GOLD for Chloe Kim! The 17-year-old has done it for Team USA in the women's snowboard halfpipe! #BestOfUS #WinterOlympics https://t.co/D65Nuoyydu pic.twitter.com/PtMvQ45SLh
— NBC Olympics (@NBCOlympics) February 13, 2018
At the 2016 Snowboarding Grand Prix, Kim became the first woman to land two 1080s in a row in a competition. At the time, she was just 16 years old, and the trick put her in the big leagues with older competitors.
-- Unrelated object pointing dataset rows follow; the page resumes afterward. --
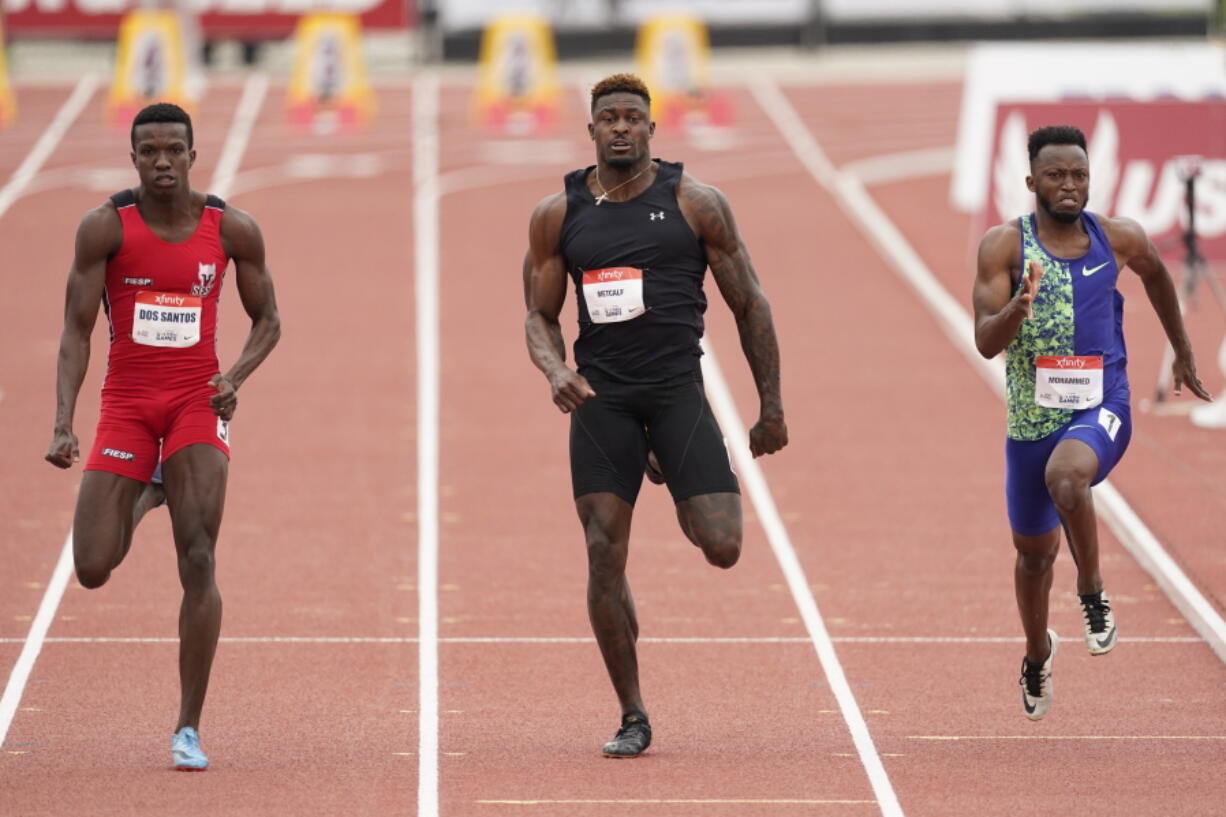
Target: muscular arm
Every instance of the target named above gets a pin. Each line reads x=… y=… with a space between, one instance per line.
x=998 y=313
x=544 y=290
x=708 y=211
x=98 y=236
x=1134 y=248
x=244 y=243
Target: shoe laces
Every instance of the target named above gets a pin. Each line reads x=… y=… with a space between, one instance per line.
x=1032 y=677
x=632 y=729
x=1095 y=611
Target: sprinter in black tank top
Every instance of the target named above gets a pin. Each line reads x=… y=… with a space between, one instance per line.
x=636 y=236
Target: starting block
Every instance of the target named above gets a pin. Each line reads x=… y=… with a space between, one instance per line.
x=150 y=65
x=329 y=87
x=673 y=53
x=517 y=86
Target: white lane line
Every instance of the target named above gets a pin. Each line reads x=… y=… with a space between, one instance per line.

For perspective: In 2011, Kelly Clark, a Team USA snowboarder, was the first woman to ever land a 1080 in a competition, and she's 17 years older than Kim.
Clark and Kim's success with the trick motivated other Team USA snowboarders, like Arielle Gold and Maddie Mastro, to try it, too. "That was just so much more motivation for me," Gold told the Denver Post last week. "That’s what you need to do to be able to do well in contests these days and get on the podium." Indeed, Gold landed a frontside 1080 on her final run last night, which earned her a bronze medal.
Chloe Kim has thrown down the HAMMER with her first run. #WinterOlympics https://t.co/D65Nuoyydu pic.twitter.com/r6UJ7df38X
— NBC Olympics (@NBCOlympics) February 13, 2018
During the competition yesterday, the conditions were not ideal for spinning through the air, and Kim said she was nervous the intense wind would mess with her performance. "Wind is never really welcome to a halfpipe, it kind of jeopardizes everything, because you're not in control of what's about to happen," she told NBC. She also tweeted that she was getting hangry between her runs.
Despite the odds, Kim put in her headphones, turned on "MotorSport," by Migos, Cardi B, and Nicki Minaj, and showed the world what she's capable of. "As an athlete, you want to do the best you can to show the world what your best is, and this was the perfect platform to do that," she told NBC. She also added that the emotions have started to hit: "It hasn't really sunken in, I might start bawling my eyes out any second."